What was the experience like directing Melissa through her big reveal and Andre through a lighter side of Holt?

It was wildly fun. The weird thing about this is I really like our show and I enjoy watching it, but it’s difficult to watch yourself. So I got to watch 12-14 hours of my favorite show every day without [me in it]. It was really fun! I’m such an actor’s actor. I love actors, I love acting, I love different choices. I love how strange and interesting human beings are. It’s so strange and delicious to watch these scenes get worked on. The comedy scenes and the more intimate and emotional scenes. It was honest and real-feeling. I, of course, want to talk about how good I think Melissa and Andy [Samberg] are as actors. I think both of them have so much talent, and you’re getting to see a tiny bit of what they’re capable of on Brooklyn Nine-Nine. But what I got to see that day when they were working on those scenes was such incredible, amazing work. I felt so lucky to watch it.

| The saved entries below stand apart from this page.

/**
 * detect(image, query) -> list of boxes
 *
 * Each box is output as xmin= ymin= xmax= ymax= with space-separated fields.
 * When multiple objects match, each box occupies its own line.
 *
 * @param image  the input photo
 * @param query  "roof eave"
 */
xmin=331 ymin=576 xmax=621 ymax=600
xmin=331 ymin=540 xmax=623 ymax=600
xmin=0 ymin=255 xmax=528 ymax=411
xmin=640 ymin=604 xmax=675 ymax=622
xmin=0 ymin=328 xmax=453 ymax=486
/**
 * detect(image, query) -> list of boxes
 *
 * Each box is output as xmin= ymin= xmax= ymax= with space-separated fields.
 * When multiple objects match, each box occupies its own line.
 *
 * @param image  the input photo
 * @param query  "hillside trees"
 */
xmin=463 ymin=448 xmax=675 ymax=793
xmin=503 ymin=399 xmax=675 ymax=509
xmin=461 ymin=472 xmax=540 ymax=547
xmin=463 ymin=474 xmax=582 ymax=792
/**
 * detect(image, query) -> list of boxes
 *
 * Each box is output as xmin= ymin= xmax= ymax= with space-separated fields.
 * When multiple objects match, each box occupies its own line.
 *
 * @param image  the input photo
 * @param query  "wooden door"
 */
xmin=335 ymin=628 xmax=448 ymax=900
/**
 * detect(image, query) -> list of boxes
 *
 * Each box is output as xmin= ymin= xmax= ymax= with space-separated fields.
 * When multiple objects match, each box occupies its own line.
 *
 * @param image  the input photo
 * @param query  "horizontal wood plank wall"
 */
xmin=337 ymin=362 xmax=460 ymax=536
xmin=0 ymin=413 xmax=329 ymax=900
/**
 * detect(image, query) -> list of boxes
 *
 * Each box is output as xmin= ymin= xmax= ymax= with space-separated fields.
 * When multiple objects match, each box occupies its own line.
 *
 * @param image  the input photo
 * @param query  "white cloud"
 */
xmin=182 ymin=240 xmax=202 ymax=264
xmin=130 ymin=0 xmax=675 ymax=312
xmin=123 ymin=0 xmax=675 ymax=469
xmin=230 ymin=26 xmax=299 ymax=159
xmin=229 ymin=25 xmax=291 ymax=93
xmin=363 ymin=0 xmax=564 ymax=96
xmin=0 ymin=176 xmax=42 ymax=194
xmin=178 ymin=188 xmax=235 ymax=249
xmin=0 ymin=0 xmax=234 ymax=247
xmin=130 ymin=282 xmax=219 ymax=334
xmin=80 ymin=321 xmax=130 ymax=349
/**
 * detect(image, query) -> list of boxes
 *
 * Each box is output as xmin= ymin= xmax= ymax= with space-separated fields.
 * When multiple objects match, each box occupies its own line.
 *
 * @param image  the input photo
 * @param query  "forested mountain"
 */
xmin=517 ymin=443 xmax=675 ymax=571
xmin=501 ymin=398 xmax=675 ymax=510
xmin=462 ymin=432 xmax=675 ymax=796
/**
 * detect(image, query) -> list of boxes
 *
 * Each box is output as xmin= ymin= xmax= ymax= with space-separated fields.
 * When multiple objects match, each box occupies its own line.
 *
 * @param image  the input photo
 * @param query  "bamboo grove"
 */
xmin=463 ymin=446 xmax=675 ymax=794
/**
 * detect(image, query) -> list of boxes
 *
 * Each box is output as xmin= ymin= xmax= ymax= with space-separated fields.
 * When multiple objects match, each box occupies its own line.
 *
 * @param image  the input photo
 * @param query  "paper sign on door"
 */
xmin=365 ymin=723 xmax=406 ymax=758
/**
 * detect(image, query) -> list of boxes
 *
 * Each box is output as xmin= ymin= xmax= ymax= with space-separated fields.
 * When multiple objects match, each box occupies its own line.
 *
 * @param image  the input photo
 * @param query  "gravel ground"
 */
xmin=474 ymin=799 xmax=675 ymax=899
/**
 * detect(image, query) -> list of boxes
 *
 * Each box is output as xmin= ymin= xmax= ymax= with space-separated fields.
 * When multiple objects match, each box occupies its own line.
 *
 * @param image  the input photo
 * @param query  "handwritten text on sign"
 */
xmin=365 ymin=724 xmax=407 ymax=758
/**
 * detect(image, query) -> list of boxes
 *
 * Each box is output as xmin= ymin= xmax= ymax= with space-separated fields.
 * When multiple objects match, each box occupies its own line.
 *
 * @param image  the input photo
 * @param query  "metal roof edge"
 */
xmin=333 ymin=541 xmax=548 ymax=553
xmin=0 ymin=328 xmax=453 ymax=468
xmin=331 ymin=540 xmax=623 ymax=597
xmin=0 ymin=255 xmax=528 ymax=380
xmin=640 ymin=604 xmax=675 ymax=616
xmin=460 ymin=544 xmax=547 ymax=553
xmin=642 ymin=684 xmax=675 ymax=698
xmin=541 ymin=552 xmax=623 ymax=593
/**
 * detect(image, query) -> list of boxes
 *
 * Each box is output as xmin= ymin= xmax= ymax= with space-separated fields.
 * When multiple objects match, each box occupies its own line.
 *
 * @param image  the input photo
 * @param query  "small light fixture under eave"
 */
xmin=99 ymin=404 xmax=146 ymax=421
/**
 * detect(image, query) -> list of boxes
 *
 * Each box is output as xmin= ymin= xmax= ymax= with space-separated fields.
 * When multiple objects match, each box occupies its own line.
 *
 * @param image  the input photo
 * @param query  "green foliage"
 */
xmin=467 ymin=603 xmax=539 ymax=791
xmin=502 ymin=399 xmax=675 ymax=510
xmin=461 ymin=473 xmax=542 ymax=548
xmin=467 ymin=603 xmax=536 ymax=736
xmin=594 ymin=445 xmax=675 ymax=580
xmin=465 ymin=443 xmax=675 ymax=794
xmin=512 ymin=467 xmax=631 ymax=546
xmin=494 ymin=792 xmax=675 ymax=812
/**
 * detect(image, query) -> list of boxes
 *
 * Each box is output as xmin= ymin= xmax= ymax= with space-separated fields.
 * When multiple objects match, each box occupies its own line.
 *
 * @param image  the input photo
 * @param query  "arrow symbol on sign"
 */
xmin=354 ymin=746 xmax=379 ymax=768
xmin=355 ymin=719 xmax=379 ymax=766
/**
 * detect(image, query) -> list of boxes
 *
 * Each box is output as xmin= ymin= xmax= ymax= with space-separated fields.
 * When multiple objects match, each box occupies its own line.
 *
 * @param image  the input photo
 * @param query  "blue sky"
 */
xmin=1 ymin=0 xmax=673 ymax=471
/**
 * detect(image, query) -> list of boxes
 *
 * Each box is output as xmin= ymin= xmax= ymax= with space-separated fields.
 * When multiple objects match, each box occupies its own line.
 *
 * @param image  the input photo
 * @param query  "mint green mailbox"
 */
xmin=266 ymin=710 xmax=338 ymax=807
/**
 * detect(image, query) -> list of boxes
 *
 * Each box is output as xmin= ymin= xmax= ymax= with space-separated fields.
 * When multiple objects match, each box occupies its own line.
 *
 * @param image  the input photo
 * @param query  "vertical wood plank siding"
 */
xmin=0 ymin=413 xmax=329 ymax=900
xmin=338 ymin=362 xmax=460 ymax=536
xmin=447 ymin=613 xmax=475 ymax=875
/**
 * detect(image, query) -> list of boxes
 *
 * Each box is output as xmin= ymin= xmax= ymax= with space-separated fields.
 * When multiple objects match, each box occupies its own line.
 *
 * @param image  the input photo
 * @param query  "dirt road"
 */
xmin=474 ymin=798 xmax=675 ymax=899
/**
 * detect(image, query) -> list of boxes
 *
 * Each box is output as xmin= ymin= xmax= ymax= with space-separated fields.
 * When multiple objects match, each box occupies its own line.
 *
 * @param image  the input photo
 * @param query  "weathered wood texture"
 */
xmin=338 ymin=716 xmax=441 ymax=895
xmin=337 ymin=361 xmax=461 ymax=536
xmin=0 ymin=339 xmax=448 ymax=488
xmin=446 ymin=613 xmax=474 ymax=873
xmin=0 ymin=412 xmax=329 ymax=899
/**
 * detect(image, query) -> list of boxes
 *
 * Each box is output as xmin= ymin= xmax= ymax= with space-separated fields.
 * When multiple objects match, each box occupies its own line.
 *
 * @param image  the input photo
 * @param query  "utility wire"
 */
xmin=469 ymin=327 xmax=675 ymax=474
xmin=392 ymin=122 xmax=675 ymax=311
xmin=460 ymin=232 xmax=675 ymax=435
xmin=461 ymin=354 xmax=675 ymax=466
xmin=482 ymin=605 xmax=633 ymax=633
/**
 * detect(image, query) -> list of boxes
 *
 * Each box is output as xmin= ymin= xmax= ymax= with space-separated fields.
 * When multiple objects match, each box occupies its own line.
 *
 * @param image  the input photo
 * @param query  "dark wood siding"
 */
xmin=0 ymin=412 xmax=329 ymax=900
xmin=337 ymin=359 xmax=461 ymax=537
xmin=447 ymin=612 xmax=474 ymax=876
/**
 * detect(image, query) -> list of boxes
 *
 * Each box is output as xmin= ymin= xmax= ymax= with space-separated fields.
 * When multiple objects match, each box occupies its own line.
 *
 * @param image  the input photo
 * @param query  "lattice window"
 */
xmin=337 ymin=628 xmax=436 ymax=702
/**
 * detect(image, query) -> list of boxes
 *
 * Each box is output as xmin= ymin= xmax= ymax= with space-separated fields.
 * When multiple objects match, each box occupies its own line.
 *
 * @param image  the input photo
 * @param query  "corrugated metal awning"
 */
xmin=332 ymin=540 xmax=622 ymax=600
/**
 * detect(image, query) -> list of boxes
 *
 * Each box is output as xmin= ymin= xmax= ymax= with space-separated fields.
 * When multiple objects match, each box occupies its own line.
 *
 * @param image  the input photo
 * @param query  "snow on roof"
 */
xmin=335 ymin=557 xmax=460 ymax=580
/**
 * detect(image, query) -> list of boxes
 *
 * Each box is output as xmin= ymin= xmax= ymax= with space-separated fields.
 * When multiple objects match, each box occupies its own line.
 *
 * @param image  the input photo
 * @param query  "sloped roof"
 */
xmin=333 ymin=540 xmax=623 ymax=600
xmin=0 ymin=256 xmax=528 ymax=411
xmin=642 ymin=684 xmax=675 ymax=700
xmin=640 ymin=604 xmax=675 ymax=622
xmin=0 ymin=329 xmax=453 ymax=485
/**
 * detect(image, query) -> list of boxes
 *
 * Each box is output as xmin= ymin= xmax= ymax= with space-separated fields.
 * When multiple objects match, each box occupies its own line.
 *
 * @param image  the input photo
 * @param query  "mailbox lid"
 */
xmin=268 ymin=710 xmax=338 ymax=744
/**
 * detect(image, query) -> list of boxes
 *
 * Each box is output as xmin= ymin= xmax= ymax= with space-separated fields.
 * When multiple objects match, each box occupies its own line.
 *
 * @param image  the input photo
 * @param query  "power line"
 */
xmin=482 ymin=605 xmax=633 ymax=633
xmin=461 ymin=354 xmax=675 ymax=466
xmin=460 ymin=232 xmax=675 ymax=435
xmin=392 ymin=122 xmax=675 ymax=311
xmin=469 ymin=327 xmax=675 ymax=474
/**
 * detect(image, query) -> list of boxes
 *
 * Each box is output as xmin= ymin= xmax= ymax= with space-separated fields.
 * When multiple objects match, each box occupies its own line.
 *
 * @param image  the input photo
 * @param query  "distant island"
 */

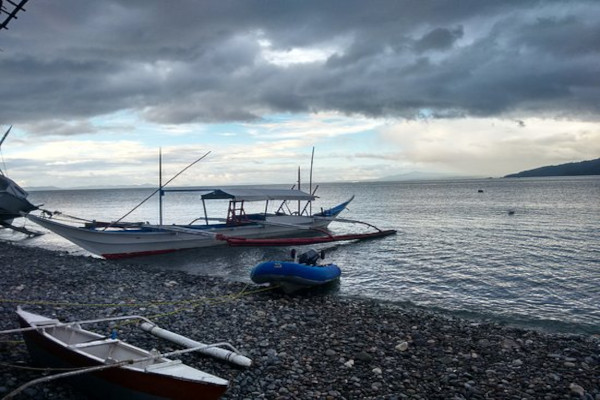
xmin=504 ymin=158 xmax=600 ymax=178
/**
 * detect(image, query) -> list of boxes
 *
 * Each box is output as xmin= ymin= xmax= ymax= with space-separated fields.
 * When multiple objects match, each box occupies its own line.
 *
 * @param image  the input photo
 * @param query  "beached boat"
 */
xmin=251 ymin=249 xmax=342 ymax=293
xmin=15 ymin=307 xmax=229 ymax=400
xmin=27 ymin=189 xmax=360 ymax=259
xmin=0 ymin=127 xmax=38 ymax=233
xmin=27 ymin=150 xmax=395 ymax=258
xmin=0 ymin=174 xmax=36 ymax=222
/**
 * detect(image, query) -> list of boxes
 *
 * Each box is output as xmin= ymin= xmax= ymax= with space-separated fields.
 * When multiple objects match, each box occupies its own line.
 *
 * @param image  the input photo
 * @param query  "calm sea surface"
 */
xmin=6 ymin=176 xmax=600 ymax=334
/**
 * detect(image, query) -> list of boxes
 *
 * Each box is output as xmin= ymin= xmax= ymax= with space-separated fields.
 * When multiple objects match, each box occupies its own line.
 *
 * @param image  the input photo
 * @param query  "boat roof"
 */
xmin=199 ymin=188 xmax=315 ymax=202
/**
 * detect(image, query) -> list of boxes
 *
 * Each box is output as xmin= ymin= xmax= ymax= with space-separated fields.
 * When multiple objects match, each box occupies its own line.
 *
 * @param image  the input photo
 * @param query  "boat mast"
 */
xmin=309 ymin=146 xmax=314 ymax=216
xmin=297 ymin=166 xmax=301 ymax=215
xmin=106 ymin=151 xmax=210 ymax=229
xmin=159 ymin=148 xmax=163 ymax=225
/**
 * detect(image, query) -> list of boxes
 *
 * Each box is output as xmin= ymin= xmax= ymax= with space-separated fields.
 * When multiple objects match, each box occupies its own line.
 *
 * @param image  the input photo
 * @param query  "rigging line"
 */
xmin=105 ymin=151 xmax=211 ymax=230
xmin=39 ymin=209 xmax=96 ymax=223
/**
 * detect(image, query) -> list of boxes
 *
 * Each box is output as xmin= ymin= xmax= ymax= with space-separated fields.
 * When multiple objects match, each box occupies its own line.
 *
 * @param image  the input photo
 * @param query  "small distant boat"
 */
xmin=250 ymin=249 xmax=342 ymax=293
xmin=15 ymin=307 xmax=229 ymax=400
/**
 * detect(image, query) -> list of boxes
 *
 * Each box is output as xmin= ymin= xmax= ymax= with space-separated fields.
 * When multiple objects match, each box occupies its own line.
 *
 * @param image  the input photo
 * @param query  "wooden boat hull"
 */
xmin=27 ymin=212 xmax=338 ymax=259
xmin=250 ymin=261 xmax=341 ymax=293
xmin=17 ymin=309 xmax=228 ymax=400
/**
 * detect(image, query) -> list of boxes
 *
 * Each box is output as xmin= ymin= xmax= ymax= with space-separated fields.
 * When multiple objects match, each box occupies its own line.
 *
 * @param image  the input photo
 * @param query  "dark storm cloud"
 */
xmin=1 ymin=0 xmax=599 ymax=128
xmin=413 ymin=26 xmax=464 ymax=53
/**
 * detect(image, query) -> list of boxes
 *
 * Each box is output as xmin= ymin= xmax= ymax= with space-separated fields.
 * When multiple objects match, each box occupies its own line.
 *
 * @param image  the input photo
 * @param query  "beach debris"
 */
xmin=569 ymin=382 xmax=585 ymax=396
xmin=512 ymin=359 xmax=523 ymax=367
xmin=395 ymin=341 xmax=409 ymax=352
xmin=501 ymin=338 xmax=520 ymax=350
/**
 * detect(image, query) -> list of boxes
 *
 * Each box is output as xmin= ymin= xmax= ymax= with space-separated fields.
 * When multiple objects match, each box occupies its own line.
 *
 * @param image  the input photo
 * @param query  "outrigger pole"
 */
xmin=0 ymin=219 xmax=42 ymax=237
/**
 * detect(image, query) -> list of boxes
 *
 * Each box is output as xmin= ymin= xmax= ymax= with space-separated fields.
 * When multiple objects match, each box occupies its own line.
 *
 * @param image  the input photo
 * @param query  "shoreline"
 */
xmin=1 ymin=241 xmax=598 ymax=399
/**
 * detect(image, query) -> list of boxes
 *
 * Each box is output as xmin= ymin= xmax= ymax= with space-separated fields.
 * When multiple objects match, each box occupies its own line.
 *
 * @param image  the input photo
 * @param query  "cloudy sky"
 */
xmin=1 ymin=0 xmax=599 ymax=188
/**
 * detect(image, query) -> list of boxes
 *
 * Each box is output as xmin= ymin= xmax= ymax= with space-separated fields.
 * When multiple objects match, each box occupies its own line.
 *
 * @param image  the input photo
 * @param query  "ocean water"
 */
xmin=6 ymin=176 xmax=600 ymax=334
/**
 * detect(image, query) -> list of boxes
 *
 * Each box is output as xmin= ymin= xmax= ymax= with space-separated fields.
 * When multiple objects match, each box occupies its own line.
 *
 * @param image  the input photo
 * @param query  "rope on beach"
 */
xmin=0 ymin=283 xmax=280 ymax=339
xmin=0 ymin=283 xmax=278 ymax=310
xmin=0 ymin=284 xmax=274 ymax=378
xmin=0 ymin=361 xmax=84 ymax=372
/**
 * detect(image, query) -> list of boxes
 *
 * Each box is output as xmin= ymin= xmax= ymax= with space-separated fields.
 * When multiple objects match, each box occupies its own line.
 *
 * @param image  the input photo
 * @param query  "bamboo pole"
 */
xmin=140 ymin=322 xmax=251 ymax=367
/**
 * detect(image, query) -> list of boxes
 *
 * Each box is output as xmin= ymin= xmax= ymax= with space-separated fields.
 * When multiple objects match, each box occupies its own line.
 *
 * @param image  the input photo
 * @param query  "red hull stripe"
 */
xmin=102 ymin=248 xmax=178 ymax=259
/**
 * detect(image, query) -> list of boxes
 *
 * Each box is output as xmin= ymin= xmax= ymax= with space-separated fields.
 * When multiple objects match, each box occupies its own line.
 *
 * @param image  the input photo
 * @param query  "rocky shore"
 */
xmin=0 ymin=241 xmax=598 ymax=399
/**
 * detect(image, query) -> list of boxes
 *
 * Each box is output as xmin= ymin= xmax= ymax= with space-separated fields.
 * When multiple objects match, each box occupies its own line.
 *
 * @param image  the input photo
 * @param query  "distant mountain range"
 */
xmin=504 ymin=158 xmax=600 ymax=178
xmin=377 ymin=171 xmax=457 ymax=181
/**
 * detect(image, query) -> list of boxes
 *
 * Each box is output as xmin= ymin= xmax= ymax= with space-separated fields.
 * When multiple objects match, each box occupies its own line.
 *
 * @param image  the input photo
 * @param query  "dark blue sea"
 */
xmin=5 ymin=176 xmax=600 ymax=334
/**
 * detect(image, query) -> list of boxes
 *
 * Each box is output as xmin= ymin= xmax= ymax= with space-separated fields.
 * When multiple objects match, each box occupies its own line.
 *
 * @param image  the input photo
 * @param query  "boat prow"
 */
xmin=0 ymin=127 xmax=40 ymax=235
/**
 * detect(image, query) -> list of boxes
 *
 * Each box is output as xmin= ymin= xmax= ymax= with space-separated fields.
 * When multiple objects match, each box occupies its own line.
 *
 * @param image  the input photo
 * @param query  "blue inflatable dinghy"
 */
xmin=250 ymin=249 xmax=341 ymax=293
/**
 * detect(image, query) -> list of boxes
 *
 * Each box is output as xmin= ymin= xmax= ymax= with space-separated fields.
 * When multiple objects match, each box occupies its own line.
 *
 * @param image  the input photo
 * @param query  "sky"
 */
xmin=1 ymin=0 xmax=599 ymax=188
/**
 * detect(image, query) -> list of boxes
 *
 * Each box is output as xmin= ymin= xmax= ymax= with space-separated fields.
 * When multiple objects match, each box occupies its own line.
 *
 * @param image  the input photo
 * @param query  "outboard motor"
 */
xmin=298 ymin=249 xmax=321 ymax=265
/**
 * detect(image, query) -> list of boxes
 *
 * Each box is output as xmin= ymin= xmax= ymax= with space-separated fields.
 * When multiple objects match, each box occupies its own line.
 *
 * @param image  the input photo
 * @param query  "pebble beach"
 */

Some of the work they did that day isn’t right for the show. It doesn’t fit the tone of the show. It’s maybe too much. Maybe too real. Maybe that lives in a different world. But I got to see it that week because I was directing and let them riff and run and do those scenes over and over. Allow them the space to explore. We ultimately found exactly the right balance for what was right for the episode. But in doing that, we get these moments of real depth in acting that is so exciting to be witness to. It’s so exciting.

The same with Andre. For years and years, he did some of the most dramatic [work]…on Homicide for such a long time. Now, he gets to be in this environment and pushed to play. What he comes up with is so wildly beyond what i could have imagined. It’s so joyous to watch him, Terry Crews and Joe Lo Truglio work together that week. I was in danger of ruining many a take because they are so funny. They were coming up with things I never would have come up with, because it was the mix of the three of those human beings and those characters. It was very odd, strange and wonderful.



Looking back at the experience, what surprised you the most about directing? And are you looking to revisit this again?

The thing that most surprised me is that people are responding well to it. That sounds really silly to say, but I was losing [faith] and the producers didn’t say, “We hate it, we have to throw everything out and we have to start from scratch.” I thought for sure that would happen: just thrown in the can and set on fire.

But I definitely want to do it again, because the second most-surprising thing was it turns out I might be pretty good at it. I, of course, want to try again, because I think it’ll make me a better actor, too. That’s really where my passion is: acting. I want to do everything and anything to be a better actor, to gain more knowledge about this art form. I think directing is really helpful. And it gives you a different perspective about what you’re doing and how you can do it better.

This interview took place before news of the show's renewal. It has been condensed and edited for clarity.